93 L'objectif principal de la théologie consiste à présenter l'intelligence de la Révélation et le contenu de la foi. Mais c'est la contemplation du mystère même de Dieu Un et Trine qui sera le véritable centre de sa réflexion. On n'y accède qu'en réfléchissant sur le mystère de l'Incarnation du Fils de Dieu: il s'est fait homme et par la suite est allé au-devant de sa passion et de sa mort, mystère qui aboutira à sa résurrection glorieuse et à son ascension à la droite du Père, d'où il enverra l'Esprit de vérité pour établir et animer son Eglise. Dans cette perspective, il apparaît que la première tâche de la théologie est l'intelligence de la kénose de Dieu, vrai et grand mystère pour l'esprit humain auquel il semble impossible de soutenir que la souffrance et la mort puissent exprimer l'amour qui se donne sans rien demander en retour. De ce point de vue, l'exigence primordiale et urgente qui s'impose est une analyse attentive des textes: en premier lieu, des textes scripturaires, puis de ceux par lesquels s'exprime la Tradition vivante de l'Eglise. A ce propos certains problèmes se posent aujourd'hui, en partie seulement nouveaux, dont la solution satisfaisante ne pourra être trouvée sans l'apport de la philosophie.

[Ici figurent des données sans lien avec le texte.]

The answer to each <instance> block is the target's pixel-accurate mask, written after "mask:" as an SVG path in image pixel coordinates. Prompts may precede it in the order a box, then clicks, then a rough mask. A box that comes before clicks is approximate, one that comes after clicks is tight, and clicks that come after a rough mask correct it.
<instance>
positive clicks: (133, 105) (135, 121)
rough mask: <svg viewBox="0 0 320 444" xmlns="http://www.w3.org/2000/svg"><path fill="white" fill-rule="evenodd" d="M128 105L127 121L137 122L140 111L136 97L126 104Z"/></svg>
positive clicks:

94 Un premier élément problématique concerne le rapport entre le signifié et la vérité. Comme tout autre texte, les sources qu'interprète le théologien transmettent d'abord un signifié, qu'il faut saisir et exposer. Or ce signifié se présente comme la vérité sur Dieu, communiquée par Dieu lui-même à travers le texte sacré. Ainsi, dans le langage humain, prend corps le langage de Dieu, qui communique sa vérité avec la " condescendance " admirable qui est conforme à la logique de l'Incarnation.(110) En interprétant les sources de la Révélation, il est donc nécessaire que la théologie se demande quelle est la vérité profonde et authentique que les textes entendent communiquer, compte tenu des limites du langage.

(110) Cf. Conc. Oecum. Vat. II: Const. dogm. sur la Révélation divine Dei Verbum, n. 13
DV 13.

En ce qui concerne les textes bibliques, et les Evangiles en particulier, leur vérité ne se réduit assurément pas au récit d'événements purement historiques ou à la révélation de faits neutres, comme le voudrait le positivisme historiciste.(111) Au contraire, ces textes exposent des événements dont la vérité se situe au-delà du simple fait historique: elle se trouve dans leur signification dans et pour l'histoire du salut. Cette vérité reçoit sa pleine explicitation dans la lecture que l'Eglise poursuit au long des siècles, en gardant immuable le sens originel. Il est donc urgent que l'on s'interroge également du point de vue philosophique sur le rapport qui existe entre le fait et sa signification, rapport qui constitue le sens spécifique de l'histoire.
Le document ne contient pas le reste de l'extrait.